Info@NationalCyberSecurity
Info@NationalCyberSecurity

MP Garnett Genuis: China hack targeted his personal email | #hacking | #cybersecurity | #infosec | #comptia | #pentest | #hacker



A Conservative MP is challenging claims by House of Commons administration that a China-backed hacking attempt did not impact any members of Parliament, because the attack was on his personal email.


Garnett Genuis rose in the House Wednesday saying the cyberattack by the group known as APT31 targeted this personal email account, not his parliamentary account, meaning he wasn’t sure if the attack was successful or not.


“I have no idea how APT31 came to access my personal non-parliamentary account, because it is not publicly available,” said Genius while rising on a point of privilege in Parliament.


“I was attacked at my personal account because of my parliamentary activities in order to access information about and disrupt my parliamentary activities,” said Genius who is the co-chair of Inter-Parliamentary Alliance on China (IPAC). The alliance is an international cross-party group of legislators who look at reforming how democratic countries deal with China.


The Communications Security Establishment (CSE) determined that there were no cybersecurity impacts to any members or their communications, Mathieu Gravel, a spokesperson for the Office of the Speaker of the House of Commons, told CTV News on Tuesday.


“The House employs layers of robust cybersecurity protections and monitoring programs to ensure the integrity of the parliamentary environment and works closely with national security partners to detect and mitigate threats,” said Mathieu Gravel from the office of the Speaker.


The CSE and its Canadian Centre for Cyber Security share information on potential and emerging cybersecurity threats with Parliament on an ongoing basis, added Gravel.


Exactly when and how parliamentarians found out about the China-backed hacking attack continues to be contentious as a number of them only learned their email accounts were targeted last week, following the unsealing of a U.S. Department of Justice indictment in March.
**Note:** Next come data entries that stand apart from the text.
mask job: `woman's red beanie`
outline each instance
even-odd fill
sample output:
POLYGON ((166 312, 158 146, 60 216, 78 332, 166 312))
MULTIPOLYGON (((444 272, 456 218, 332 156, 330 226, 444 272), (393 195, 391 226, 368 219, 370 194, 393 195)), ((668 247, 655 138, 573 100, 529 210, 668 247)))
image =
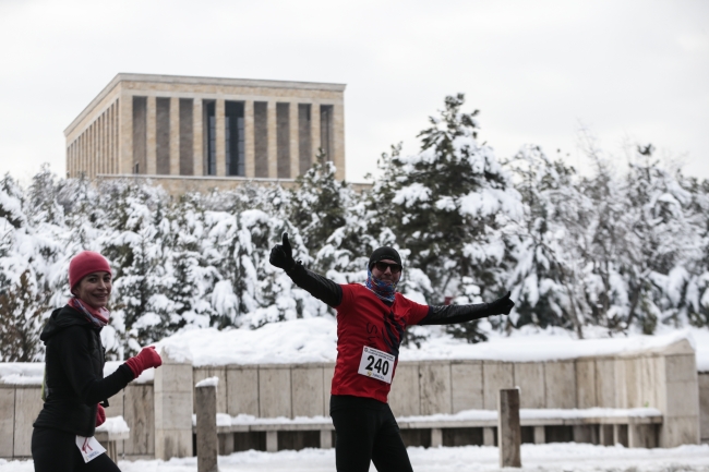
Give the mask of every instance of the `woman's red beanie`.
POLYGON ((74 290, 81 279, 98 271, 111 273, 111 266, 108 265, 106 257, 93 251, 80 252, 69 263, 69 287, 74 290))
Those documents revealed a 2021 Chinese cyberattack targeted 18 parliamentarians. The indictment said the People’s Republic of China’s state-backed hacking group, had “sent malicious tracking-link emails to government officials across the world who expressed criticism of the PRC (People’s Republic of China) government.”


The CSE says it shared information about the incident with parliamentary officials in June of 2022. CSE spokesperson Ryan Foreman told CTV News on Tuesday that CSE shared “specific, actionable technical information on this threat,” with both House and Senate IT officials.
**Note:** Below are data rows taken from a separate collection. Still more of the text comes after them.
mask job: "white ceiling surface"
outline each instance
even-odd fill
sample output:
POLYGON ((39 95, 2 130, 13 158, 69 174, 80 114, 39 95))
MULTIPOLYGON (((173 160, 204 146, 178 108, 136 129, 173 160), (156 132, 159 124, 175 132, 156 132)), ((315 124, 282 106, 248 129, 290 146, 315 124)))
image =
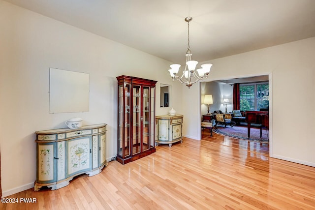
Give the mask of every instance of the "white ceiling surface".
POLYGON ((199 61, 315 36, 315 0, 6 0, 185 63, 187 23, 199 61))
“Questions related to how MPs are engaged on situations like this would be best addressed by HoC officials,” he added, in an updated statement after another spokesperson indicated that in this case, the House briefed and informed MPs with a general message about cybersecurity.


Liberal MP Judy Sgro, a parliamentarian whose email was targeted by the hacking and was not informed by the House of Commons staff, found the response “disgraceful,” she told CTV News.
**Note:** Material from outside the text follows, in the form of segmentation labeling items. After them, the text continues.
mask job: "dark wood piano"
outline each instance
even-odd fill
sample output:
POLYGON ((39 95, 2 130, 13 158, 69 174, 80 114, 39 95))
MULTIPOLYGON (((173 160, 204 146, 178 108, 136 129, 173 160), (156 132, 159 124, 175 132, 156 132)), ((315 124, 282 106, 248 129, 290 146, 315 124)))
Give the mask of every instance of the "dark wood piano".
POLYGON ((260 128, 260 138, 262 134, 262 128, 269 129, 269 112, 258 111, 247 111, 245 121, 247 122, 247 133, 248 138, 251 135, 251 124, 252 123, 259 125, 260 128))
The Ontario MP was told House of Commons officials did a check of the firewall system and then sent an email to all 338 MPs asking them to pay closer attention to their computer systems to avoid being hacked.


“I want to know how much of a threat I’m under,” Sgro said. “I would have expected that my IP address would have been changed. I would have felt much better. But that didn’t happen.”


Genuis echoed that sentiment Wednesday in the House of Commons pointing out “It is the responsibility of the government to inform parliamentarians of threats against them.”


“If someone tries to hurt me but their attempts are thwarted, I would still like to know I have been targeted in order to plan to protect myself going forward,” said Genuis.